Sunday, November 13, 2011

Occupy Wall Street is the Problem, not the Solution

So. Occupy Wall Street. #OWS.  The 99 Percent (which is totally untrue, by the way).  It's a farce, and an offensive one at that.  Despite repeated assurances that it's a broadly representative cross-section of society, the Occupiers remain mainly young university student types.  Why? Because everyone else is too busy working for a living.
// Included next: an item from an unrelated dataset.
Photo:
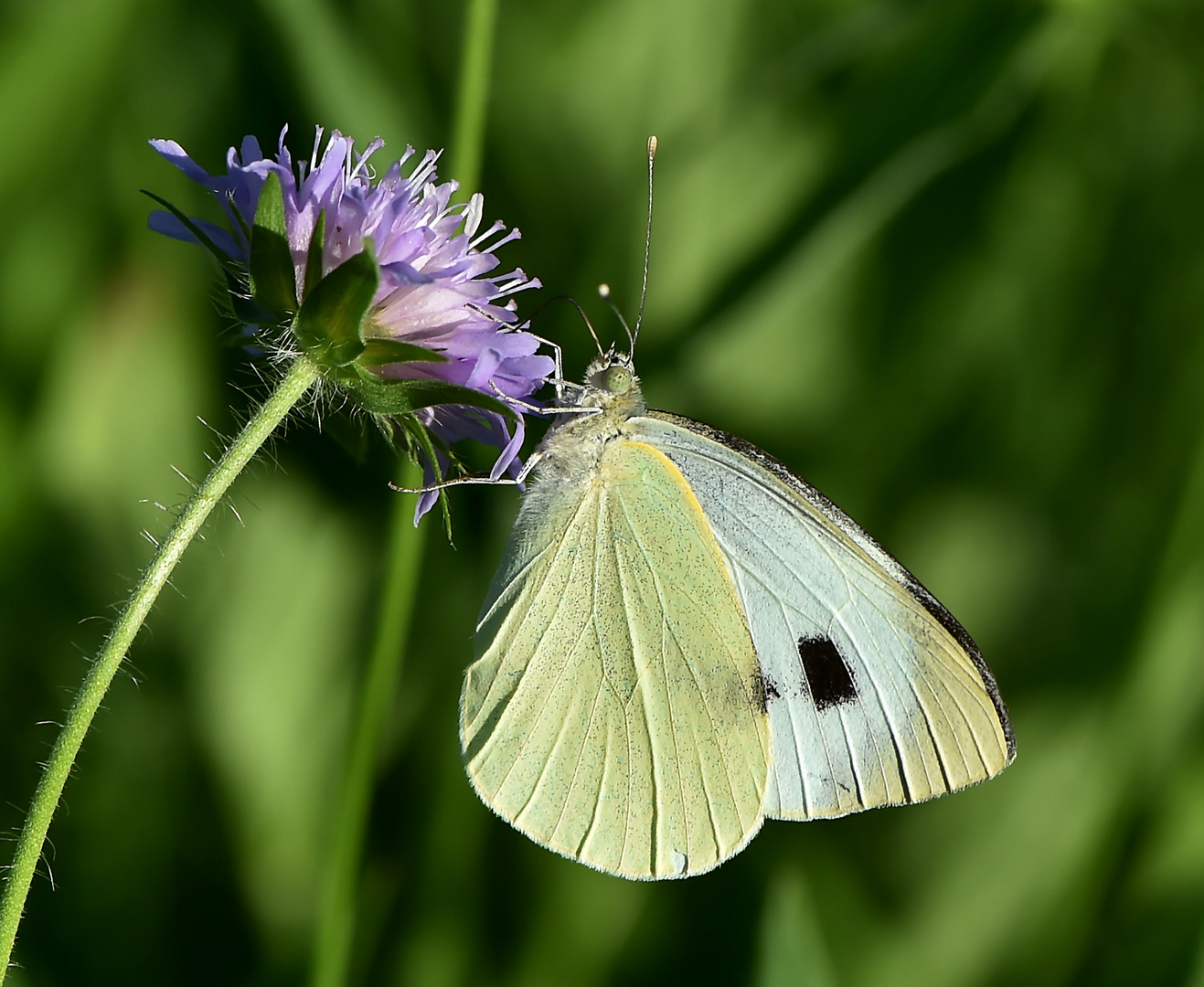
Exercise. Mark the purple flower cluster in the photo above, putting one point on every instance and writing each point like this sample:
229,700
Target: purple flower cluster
436,285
Think of it this way- even if Wall Street and the Super-Rich were to blame for all of life's problems, how is camping out going to fix it?  What are the policy objectives? Who specifically will benefit? How will we transition from an unpleasant now to a successful future? No clue, obviously.  But there are drum circles and call-and-response chants.  Great. That will solve everything.  Ironically, while mainly white over-privileged university protestors waste time demanding something, eventually, the children of immigrants are working hard and getting jobs.  Sure, they are entry-level jobs at 20k a year, but that's life.  In 5 years, while their whiny OWS peers are still suffering from student debts, companies are going to be managed by large numbers of people with names like Prabhakaran and Chen.  Which, frankly, is how it should be.

What's my beef with all of this? It's easy.  Nothing in life is free. Nothing.  Somewhere, someone has to pay for whatever it is.  "Free university tuition?" Ask the middle class in Québec how much they like subsidizing student fees province-wide.  "Free health care"? Sure.  Which is why Canada's highest tax bracket begins at 140k, with anyone making over 60k paying at least 40% income tax.  And a 15% VAT.  And gas taxes. And municipal taxes. Nothing. Is. Free.

And I'm tired of paying for the consequences of other people's poor decisions.  You racked up 50k in student debt because you couldn't decide on which program you wanted to do? I hope you like paper hats kid.  Start flipping some burgers, cause that interest on your loan won't pay itself.